Despertou-me a atenção uma cena do cotidiano numa rua do Bairro da Paróquia onde exerço o meu ministério. Era cedo, de manhã. Dois amigos caminhavam com uma garrafa, cada um em sua mão. Cheguei perto e percebi que um tinha a garrafa vazia e o outro cheia. Não imaginava qual seria o seu conteúdo. Ouvindo a conversa fiquei curioso e me aproximei ainda mais. Um lamentava que não tinha mais cachaça para passar o dia. O outro, manifestando-se solidário, logo se prontificou em partilhar a metade da que tinha em sua garrafa.
Na medida em que andavam, iam tomando seus goles que os alegrava. Por coincidir o caminho deles com o meu, ouvi que um comentava com o outro: “Eu preciso tomar! Já estou acostumado! Afinal, é minha única diversão. E ainda mais, eu não tenho carro, não dirijo e o bafômetro não me atinge, posso beber”. O amigo e companheiro também confirmou a mesma sorte.
“Não dirijo! Posso beber!” Seguindo o caminho ia pensando na cena, nas palavras e nas duas criaturas que andavam sem rumo. Não dirigir carro não é problema algum. Tanta gente bem-sucedida na vida não dirige. Tantas pessoas responsáveis e realizadas não têm carro e não dirigem. Até há gente que tem carros de última geração e não dirige.

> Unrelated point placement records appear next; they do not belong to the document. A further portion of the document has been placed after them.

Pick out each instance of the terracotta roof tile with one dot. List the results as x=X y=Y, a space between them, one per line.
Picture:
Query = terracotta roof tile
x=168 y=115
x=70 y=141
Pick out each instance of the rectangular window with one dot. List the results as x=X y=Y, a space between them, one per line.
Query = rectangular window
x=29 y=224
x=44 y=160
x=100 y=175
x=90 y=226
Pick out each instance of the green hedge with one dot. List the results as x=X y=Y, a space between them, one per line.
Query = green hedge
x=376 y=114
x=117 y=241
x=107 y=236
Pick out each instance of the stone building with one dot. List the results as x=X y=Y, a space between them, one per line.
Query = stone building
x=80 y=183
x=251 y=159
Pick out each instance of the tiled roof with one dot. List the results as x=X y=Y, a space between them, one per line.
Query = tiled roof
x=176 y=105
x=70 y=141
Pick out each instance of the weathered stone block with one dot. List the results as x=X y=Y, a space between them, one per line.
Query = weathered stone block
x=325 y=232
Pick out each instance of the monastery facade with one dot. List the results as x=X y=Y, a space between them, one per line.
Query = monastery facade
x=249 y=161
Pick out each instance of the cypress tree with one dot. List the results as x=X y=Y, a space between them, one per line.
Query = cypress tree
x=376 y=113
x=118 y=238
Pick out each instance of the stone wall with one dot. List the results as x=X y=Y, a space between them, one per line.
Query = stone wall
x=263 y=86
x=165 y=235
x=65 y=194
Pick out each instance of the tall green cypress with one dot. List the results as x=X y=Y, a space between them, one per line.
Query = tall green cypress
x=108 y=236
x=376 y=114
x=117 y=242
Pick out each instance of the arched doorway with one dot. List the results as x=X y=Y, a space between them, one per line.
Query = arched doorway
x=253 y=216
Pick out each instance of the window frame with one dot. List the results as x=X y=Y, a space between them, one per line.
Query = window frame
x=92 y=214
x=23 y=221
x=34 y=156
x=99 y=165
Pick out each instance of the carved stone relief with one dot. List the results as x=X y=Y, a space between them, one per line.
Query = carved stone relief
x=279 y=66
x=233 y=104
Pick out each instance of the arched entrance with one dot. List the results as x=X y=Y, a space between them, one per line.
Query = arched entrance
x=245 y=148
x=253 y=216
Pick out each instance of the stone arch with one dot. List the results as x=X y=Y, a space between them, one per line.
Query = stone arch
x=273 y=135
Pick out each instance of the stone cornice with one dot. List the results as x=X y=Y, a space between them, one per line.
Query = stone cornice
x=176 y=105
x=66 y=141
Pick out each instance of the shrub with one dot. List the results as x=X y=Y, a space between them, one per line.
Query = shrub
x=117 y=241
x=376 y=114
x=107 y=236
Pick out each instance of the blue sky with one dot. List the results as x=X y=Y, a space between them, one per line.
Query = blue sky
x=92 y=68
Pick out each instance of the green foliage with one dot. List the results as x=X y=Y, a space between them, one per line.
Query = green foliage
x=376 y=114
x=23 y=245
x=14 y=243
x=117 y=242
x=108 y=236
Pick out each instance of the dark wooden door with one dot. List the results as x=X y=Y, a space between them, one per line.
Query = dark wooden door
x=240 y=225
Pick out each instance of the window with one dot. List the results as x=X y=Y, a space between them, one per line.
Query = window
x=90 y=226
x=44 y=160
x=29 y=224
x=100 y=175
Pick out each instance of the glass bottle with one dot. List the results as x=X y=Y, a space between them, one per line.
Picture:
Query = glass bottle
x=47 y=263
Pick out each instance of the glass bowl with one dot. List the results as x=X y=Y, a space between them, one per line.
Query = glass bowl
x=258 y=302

O pior que possa acontecer para uma pessoa é deixar o volante da vida nas mãos de qualquer um, ou da cachaça, da droga ou da alienação. Deus nos concedeu o dom da liberdade para que aprendamos a dirigir a vida com sujeitos responsáveis e não como objetos à deriva, desprovidos de rumos e ideais.
Ao pensar nos dois amigos que encontrei no caminho, um deles de uns trinta anos e outro de uns quarenta, imaginei o potencial de dons que estaria dentro deles. O que estavam fazendo de suas vidas e o que poderiam fazer. É verdadeira aquela história dos jovens que foram consultar um sábio para apanhá-lo em contradição. Cada um levava um pássaro na mão. Combinaram em perguntar ao sábio como estaria o pássaro. Caso dissesse que estaria vivo, apertariam as mãos e o matariam. Caso dissesse que estaria morto, abririam a mão e o soltariam com vida.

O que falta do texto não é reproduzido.